Hoje, os dois continuam amigos e, apesar de descrente de relacionamentos amorosos, Íngrid se diz bastante amadurecida com o que passou. Tanto ela quanto Nádia acreditaram que um casamento poderia dar certo depois de já ter dado errado. Será que a decisão de se dar uma "segunda chance" a um parceiro não passa de persistência no erro? Ou será que relacionamentos podem ser "reciclados" e é possível reconquistar a felicidade depois de muito tempo ou de traições? Será que o amor de verdade resiste às separações e mágoas?

Fazendo certo

Para o psicólogo Paulo Bonança, a "segunda vez" pode, sim, ter um final feliz, principalmente porque o casal está mais maduro emocionalmente e já consegue perceber seus erros e acertos na primeira relação. "O rompimento é como um luto, em que os parceiros podem refletir sobre o que aconteceu durante o relacionamento. Este momento serve para que eles se perguntem qual a participação de cada um naquilo que não teve sucesso. Com isso, ocorre um crescimento, o casal 'se atualiza', o que até facilita a reaproximação, e pode até pensar: 'Peraí, temos tudo para dar certo'", observa Paulo, que afirma que é comum a pessoa tentar solucionar algo seu no outro.

Segundo ele, o relacionamento é um processo que envolve aspectos regressivos que podem pesar demais no desenvolvimento da relação: "Quando se inicia este processo, muitas coisas vêm inclusas, como fatores atuais, fatores do passado e espectativas para o futuro. O parceiro vai ter que lidar com reações da sociedade, com a família e com o passado do outro. O casal pode se gostar muito, mas não se dá conta do que é o conviver, de que ambos trazem facilidades e dificuldades que a vida lhes deu anteriormente, e muitas vezes tudo isso prejudica o avanço da relação", explica.

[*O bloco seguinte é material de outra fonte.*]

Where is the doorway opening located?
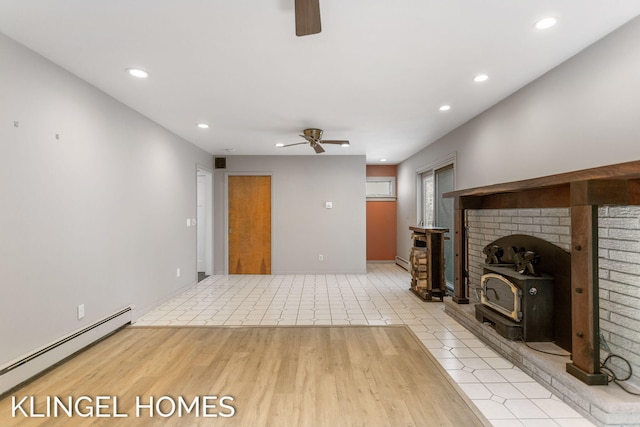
[196,167,213,282]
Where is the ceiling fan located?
[295,0,321,36]
[281,128,350,154]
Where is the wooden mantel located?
[444,161,640,384]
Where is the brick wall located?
[467,208,571,301]
[598,206,640,386]
[467,206,640,392]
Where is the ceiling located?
[0,0,640,164]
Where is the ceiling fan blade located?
[320,139,351,145]
[296,0,321,36]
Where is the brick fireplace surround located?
[445,162,640,426]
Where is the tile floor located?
[135,263,593,427]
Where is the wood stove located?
[476,266,554,342]
[475,234,571,351]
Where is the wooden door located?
[228,176,271,274]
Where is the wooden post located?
[566,181,607,385]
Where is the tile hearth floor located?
[134,263,593,427]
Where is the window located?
[418,162,455,290]
[367,176,396,200]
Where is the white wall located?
[0,35,211,365]
[214,154,366,274]
[398,18,640,259]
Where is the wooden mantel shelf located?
[444,160,640,198]
[444,161,640,384]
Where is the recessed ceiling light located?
[127,68,149,79]
[473,74,489,83]
[536,16,558,30]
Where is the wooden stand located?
[409,227,449,301]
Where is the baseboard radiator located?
[0,306,134,398]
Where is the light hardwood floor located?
[0,326,490,427]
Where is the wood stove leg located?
[566,205,607,385]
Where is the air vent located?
[213,157,227,169]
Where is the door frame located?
[195,164,214,280]
[223,172,274,275]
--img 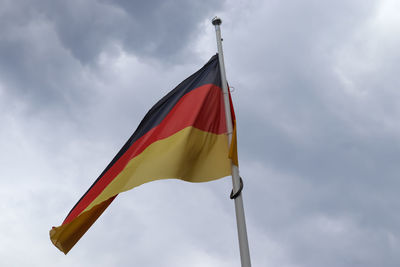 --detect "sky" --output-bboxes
[0,0,400,267]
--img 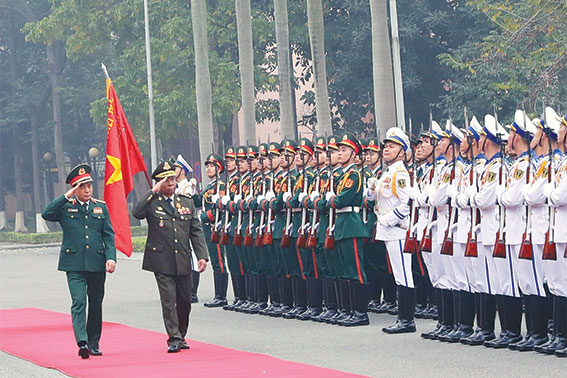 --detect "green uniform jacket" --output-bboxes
[132,190,208,275]
[41,195,116,272]
[327,164,368,240]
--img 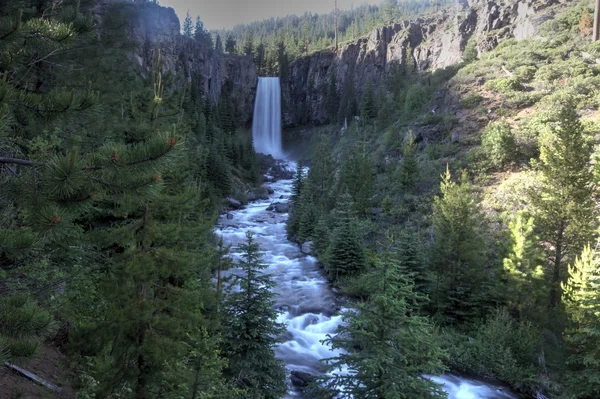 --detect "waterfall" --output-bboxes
[252,78,284,159]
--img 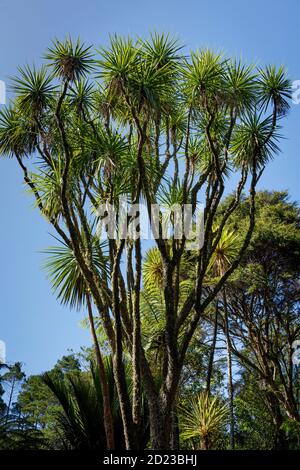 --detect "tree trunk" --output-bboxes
[206,302,218,395]
[87,295,115,450]
[223,288,235,450]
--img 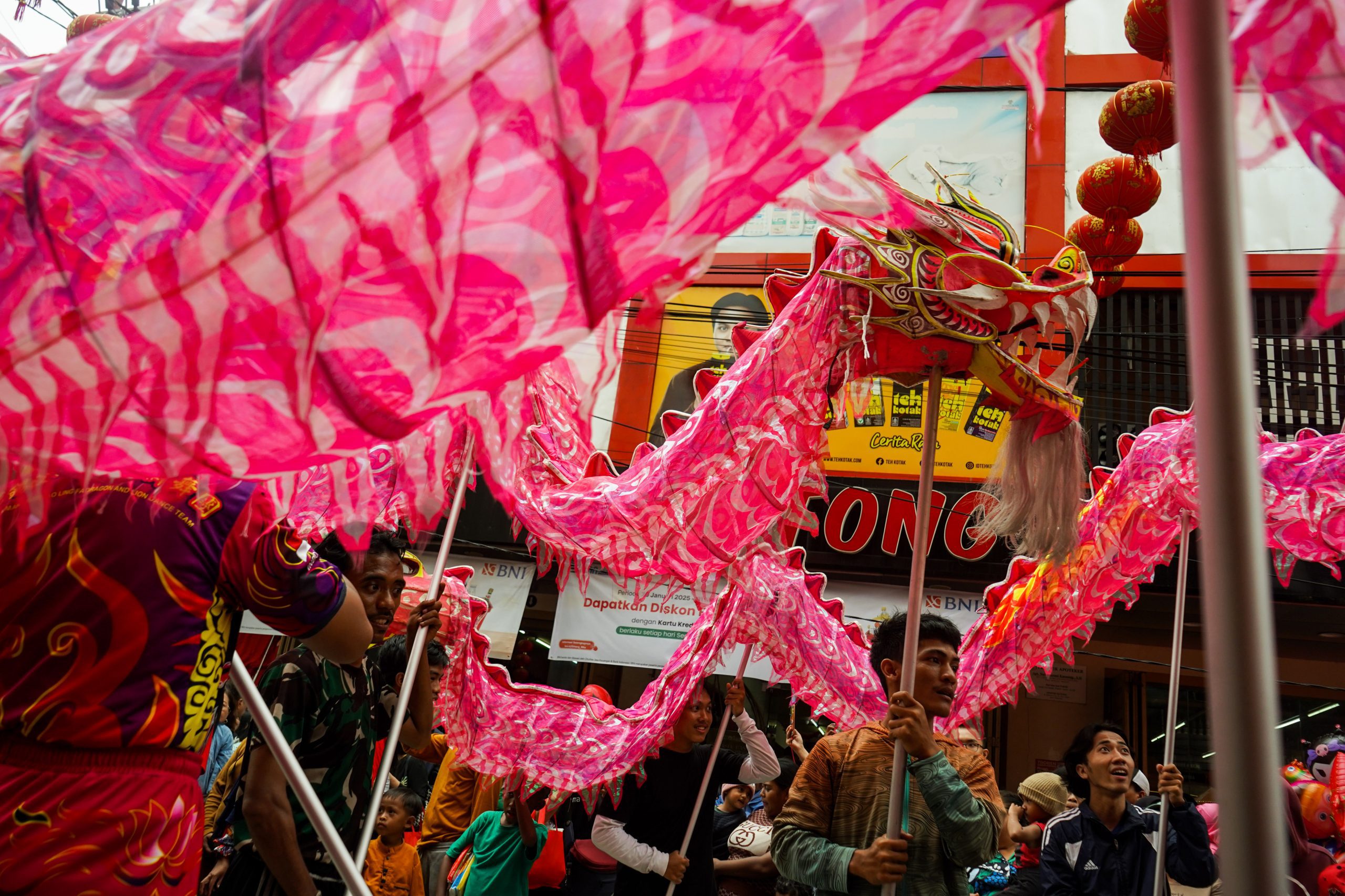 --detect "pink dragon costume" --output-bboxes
[281,165,1095,799]
[944,408,1345,728]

É fato que algumas pessoas, como Íngrid e Nádia, se magoam com determinadas atitudes dos parceiros e acabam dando uma nova oportunidade para a relação na esperança de que o outro mude seu comportamento ou até mesmo sua personalidade. "Nesse caso, é preciso se perguntar se gosta do parceiro do jeito que ele é, ou se gosta de como ele poderá ficar depois que mudar. Muitas vezes é esta pessoa que deseja a transformação do outro que precisa mudar seus padrões de felicidade e de escolha", ressalta o psicólogo.

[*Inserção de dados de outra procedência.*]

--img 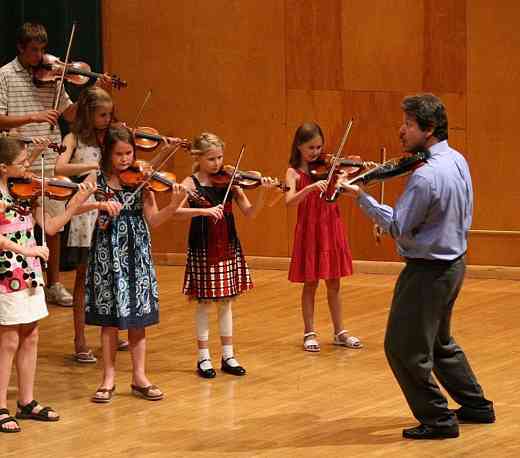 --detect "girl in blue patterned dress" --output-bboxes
[85,127,184,403]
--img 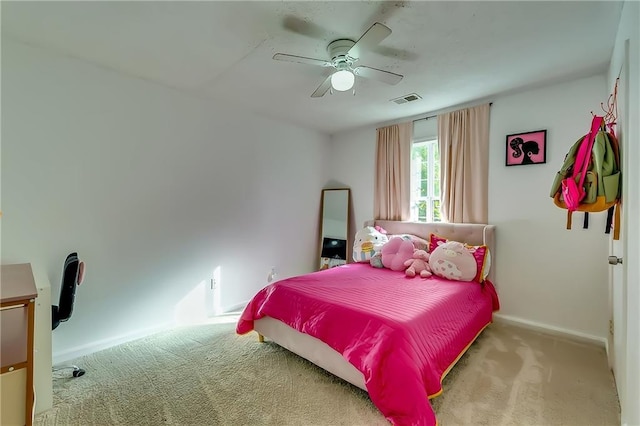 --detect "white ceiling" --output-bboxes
[1,1,622,134]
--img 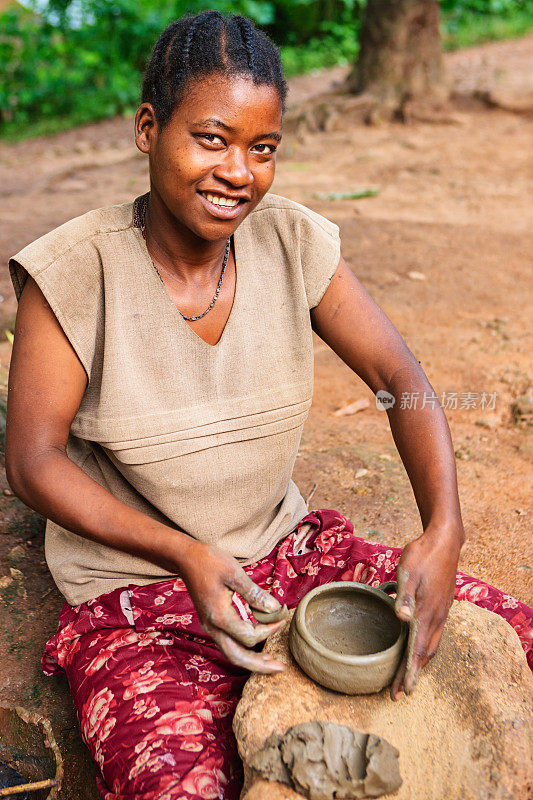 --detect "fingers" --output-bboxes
[229,567,281,614]
[394,564,418,622]
[204,625,285,675]
[202,605,284,647]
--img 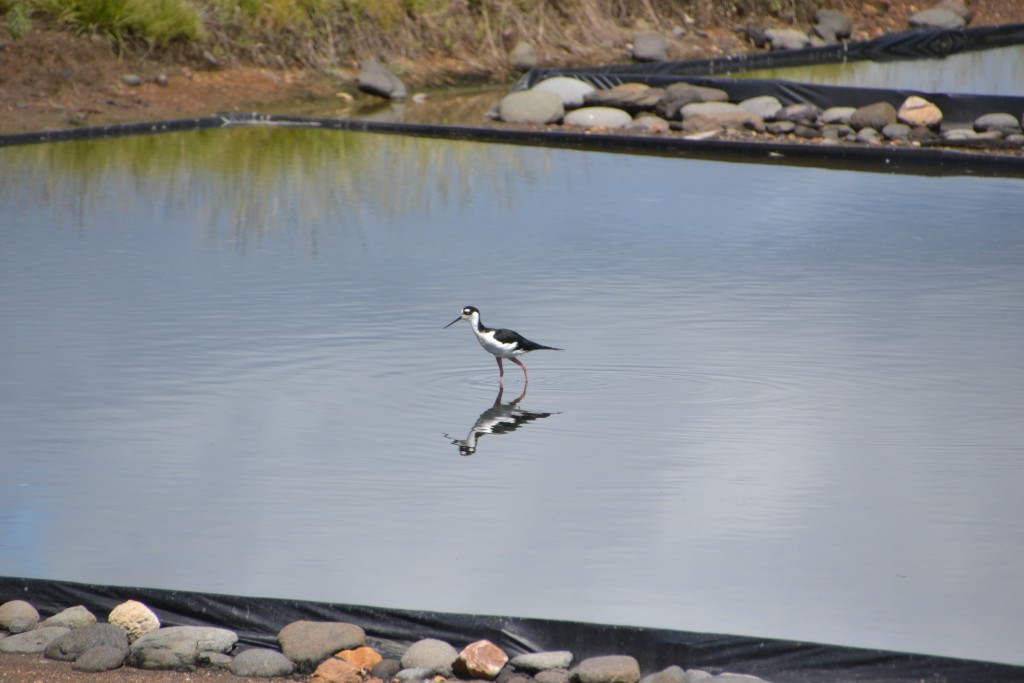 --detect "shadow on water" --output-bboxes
[444,386,557,456]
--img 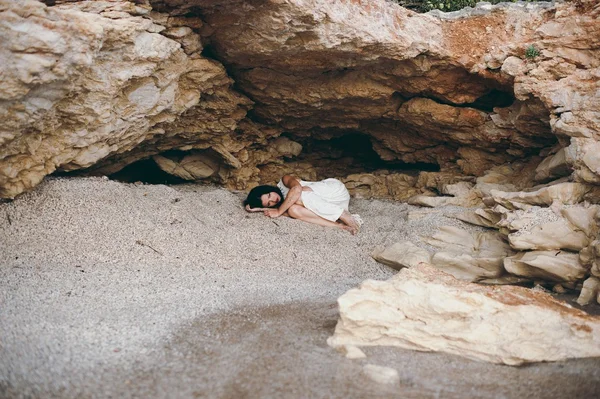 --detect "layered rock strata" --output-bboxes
[328,263,600,366]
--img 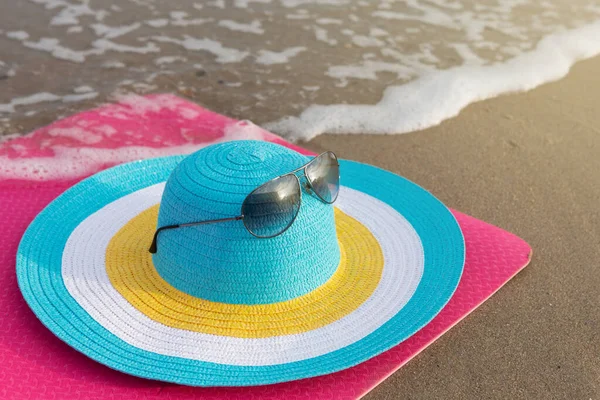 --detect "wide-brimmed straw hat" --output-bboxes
[17,141,465,386]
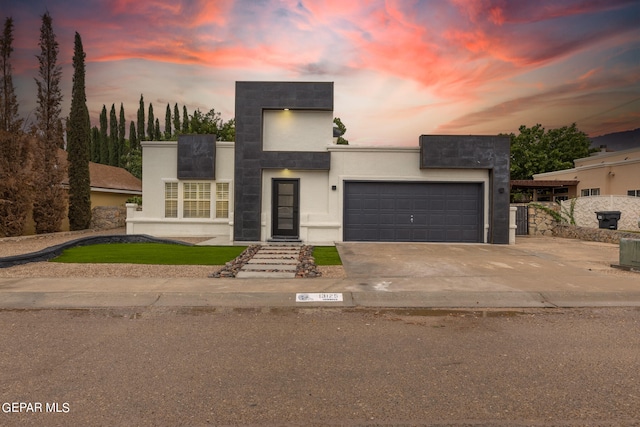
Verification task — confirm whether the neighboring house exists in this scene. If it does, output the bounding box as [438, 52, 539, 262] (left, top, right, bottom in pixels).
[127, 82, 510, 244]
[533, 147, 640, 231]
[24, 150, 142, 234]
[533, 147, 640, 197]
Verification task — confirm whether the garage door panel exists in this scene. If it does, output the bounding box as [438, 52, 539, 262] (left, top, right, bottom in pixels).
[343, 182, 484, 242]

Paulo Bonança destaca, ainda, que a chave para o sucesso de quem quer tentar novamente ser feliz com o ex (ou mesmo com um novo par) é sempre o diálogo: "Conversar é fundamental. Mas é preciso conversar de verdade. Muita gente se fala, mas não se comunica. Finge que sabe tudo do outro e que o outro sabe de tudo também, e fica por isso mesmo. Assim, assuntos sérios que devem ser abordados acabam virando tabus. O casal não pode ter medo de conversar sobre qualquer tema, principalmente quando o tema envolve os dois. E ter a ver com os dois é ter a ver com cada um", completa.